Omissione di soccorso?
Riccardo Gatti, portavoce dell’organizzazione Proactiva Open Arms, ricorda che il 16 luglio, mentre era al timone del veliero Astral, navigando nel canale di Sicilia, per tutto il giorno ha ascoltato alla radio una conversazione tra un mercantile e la guardia costiera libica, parlavano di due gommoni in difficoltà a circa 80/84 miglia dalle coste libiche.
Il mercantile Triades diceva di essere stato allertato dalla guardia costiera italiana e chiamava la guardia costiera libica per intervenire in soccorso dei gommoni. Le imbarcazioni con i migranti a bordo sembravano partite da Khoms, una città a est di Tripoli. La conversazione tra il mercantile Triades, diretto a Misurata, e la guardia costiera libica è andata avanti per molte ore. I volontari della Open Arms hanno ascoltato la conversazione alla radio.
Poi in serata la guardia costiera libica ha detto al mercantile di ripartire perché sarebbero intervenute le motovedette libiche. “Quello che ipotizziamo è che i libici siano intervenuti, ma non riusciamo a spiegarci cosa sia successo perché abbiamo trovato i resti di un gommone affondato, due morti e solo un sopravvissuto”, dice Gatti. “Non sappiamo che pensare: chi ha distrutto i gommoni in questo modo? E perché queste persone sono state lasciate morire di freddo attaccate a una tavola?”.

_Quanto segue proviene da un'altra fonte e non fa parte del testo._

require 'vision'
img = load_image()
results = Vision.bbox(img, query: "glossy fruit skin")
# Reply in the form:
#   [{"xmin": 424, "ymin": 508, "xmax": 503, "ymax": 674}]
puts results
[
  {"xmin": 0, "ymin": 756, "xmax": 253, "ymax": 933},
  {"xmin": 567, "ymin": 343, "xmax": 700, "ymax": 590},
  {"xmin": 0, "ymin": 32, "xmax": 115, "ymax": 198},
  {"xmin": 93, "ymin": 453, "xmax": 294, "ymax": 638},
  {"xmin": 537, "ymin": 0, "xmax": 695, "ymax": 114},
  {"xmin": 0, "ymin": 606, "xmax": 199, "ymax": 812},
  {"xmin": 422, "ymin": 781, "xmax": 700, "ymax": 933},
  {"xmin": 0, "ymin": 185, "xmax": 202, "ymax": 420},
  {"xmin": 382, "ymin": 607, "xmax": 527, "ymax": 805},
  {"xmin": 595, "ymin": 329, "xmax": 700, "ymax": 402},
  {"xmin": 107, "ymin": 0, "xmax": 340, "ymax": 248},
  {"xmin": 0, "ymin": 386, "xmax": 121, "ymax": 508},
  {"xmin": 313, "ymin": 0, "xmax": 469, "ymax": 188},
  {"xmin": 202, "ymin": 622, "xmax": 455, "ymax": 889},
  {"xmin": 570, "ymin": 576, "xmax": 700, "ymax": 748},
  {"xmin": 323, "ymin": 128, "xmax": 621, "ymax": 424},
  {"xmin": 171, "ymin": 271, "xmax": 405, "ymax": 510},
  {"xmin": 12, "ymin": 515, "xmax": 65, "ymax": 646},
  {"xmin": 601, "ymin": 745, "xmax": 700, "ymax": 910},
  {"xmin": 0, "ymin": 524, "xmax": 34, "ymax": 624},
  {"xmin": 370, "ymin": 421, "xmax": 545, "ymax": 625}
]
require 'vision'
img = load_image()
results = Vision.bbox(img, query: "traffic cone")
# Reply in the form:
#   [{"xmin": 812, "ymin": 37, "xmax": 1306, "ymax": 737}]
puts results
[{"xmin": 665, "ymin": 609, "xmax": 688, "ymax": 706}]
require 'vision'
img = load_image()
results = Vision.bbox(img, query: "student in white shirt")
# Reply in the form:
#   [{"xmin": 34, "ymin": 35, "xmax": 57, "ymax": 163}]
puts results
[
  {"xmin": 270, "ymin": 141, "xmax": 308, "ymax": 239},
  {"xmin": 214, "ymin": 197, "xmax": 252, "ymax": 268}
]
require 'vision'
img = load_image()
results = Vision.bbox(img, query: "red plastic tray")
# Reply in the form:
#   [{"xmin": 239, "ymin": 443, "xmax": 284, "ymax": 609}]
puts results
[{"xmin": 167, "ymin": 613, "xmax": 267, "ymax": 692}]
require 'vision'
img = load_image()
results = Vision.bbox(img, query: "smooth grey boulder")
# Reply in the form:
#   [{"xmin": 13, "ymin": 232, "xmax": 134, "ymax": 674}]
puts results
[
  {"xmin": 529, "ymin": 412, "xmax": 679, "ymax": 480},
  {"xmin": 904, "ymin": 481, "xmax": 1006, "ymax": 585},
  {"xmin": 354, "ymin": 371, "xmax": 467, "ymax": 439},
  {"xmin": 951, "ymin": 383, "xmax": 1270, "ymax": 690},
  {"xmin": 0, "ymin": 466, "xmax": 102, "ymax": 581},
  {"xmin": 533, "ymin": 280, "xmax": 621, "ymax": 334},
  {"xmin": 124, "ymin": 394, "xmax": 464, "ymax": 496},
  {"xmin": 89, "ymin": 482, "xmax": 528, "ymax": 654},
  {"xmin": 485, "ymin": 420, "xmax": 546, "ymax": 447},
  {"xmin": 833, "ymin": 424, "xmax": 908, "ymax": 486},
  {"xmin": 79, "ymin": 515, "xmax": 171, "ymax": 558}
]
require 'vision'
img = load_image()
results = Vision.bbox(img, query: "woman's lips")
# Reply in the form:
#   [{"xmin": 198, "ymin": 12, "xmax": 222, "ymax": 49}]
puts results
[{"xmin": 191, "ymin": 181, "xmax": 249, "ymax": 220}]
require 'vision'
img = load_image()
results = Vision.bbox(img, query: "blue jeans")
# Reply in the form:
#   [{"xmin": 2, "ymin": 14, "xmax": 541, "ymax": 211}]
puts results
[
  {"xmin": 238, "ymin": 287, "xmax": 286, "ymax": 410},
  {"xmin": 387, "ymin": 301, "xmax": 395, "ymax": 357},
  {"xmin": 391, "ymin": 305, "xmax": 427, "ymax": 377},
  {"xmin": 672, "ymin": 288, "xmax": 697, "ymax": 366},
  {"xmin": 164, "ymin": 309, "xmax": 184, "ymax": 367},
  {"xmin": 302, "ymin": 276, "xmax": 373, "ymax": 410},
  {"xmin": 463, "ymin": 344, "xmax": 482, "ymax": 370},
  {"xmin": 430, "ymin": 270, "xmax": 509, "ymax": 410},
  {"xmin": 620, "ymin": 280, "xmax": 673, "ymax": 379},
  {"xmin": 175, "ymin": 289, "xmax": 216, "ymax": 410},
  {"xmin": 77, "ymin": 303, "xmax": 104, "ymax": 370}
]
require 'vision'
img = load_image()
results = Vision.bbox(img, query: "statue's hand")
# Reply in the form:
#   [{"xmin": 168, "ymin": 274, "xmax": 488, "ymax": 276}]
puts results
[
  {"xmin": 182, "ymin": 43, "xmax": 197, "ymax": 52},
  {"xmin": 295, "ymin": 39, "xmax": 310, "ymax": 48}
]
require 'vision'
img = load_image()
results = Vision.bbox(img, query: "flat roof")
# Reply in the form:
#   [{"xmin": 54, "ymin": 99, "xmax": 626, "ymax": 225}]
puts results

Oscar Camps, fondatore dell’organizzazione umanitaria, non ha dubbi: si è trattato di omissione di soccorso, la responsabilità della morte della donna con il bambino è dei libici che hanno rivendicato nelle stesse ore di aver compiuto un salvataggio nella stessa zona e di aver soccorso 158 persone. La guardia costiera libica in un comunicato ha detto di aver intercettato un gommone con 158 persone a bordo più o meno nella stessa zona in cui sono stati trovati i morti e la donna sopravvissuta.